Hobson belongs at X because she’s not only a passionate and accomplished IP attorney, but she keeps finding new ways to grow. After taking stock of the lack of diversity in her industry—she quotes the embarrassing statistic that there are more patent attorneys and agents in the US named Michael than there are racially diverse women—Hobson became more involved in Google’s Black Diaspora ERG. Eventually, she stepped up to colead it.
To build more community, Hobson, whose meals are so legendary that she’s opened her own catering business, hosted a cross-cultural food celebration. The event brought ERGs together to celebrate culture and provide those who may have felt they had to split their identities to multiple ERGS a place to feel at home. The Culinary Crossroads celebration was a massive hit, and it’s now become a tradition.
Hobson is actively working to welcome new voices into IP. She says attending the Afro Tech annual conference was one of the most impactful moments of her career, and she can only imagine the kind of inspiration it would have provided her at a younger age.
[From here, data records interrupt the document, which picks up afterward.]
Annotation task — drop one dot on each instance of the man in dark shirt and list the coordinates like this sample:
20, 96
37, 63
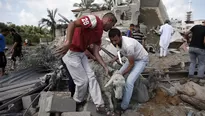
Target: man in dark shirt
3, 61
139, 36
16, 48
129, 32
197, 49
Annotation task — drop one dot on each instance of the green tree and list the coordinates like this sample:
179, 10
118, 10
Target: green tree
49, 22
108, 4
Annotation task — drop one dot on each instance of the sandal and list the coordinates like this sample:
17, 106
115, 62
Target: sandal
103, 110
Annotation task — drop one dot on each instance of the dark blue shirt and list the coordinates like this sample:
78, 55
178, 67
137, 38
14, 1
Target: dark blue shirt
2, 43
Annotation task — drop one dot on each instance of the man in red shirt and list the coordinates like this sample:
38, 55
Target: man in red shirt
82, 33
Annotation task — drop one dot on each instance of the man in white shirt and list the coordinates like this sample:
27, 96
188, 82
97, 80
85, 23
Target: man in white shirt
166, 32
137, 60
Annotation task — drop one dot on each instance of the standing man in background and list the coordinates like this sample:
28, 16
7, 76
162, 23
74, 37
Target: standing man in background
16, 48
3, 61
81, 34
166, 32
197, 49
129, 32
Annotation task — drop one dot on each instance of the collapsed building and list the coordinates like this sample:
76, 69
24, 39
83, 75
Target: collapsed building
40, 86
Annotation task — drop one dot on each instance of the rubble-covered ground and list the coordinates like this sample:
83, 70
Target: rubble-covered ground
166, 100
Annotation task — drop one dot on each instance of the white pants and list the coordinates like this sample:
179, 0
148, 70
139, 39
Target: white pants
163, 51
83, 77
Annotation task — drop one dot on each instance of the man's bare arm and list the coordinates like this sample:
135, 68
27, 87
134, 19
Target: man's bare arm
130, 66
114, 59
14, 45
204, 40
187, 35
96, 53
69, 36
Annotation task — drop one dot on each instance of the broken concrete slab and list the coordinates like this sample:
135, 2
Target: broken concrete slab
76, 114
27, 100
60, 102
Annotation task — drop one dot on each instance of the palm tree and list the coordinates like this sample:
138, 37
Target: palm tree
108, 4
87, 4
50, 21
Hobson’s story is a celebration of so much. Her story can be so much to so many people. She wants anyone who has ever been in the foster system to know that it can be your superpower. Find your mentors. Connect with your community. And keep trying. You, too, could be an IP attorney by day, chef by night, and an inspiration for all.
“Mercedes is truly outstanding. We are privileged and fortunate to work with an attorney of her caliber.”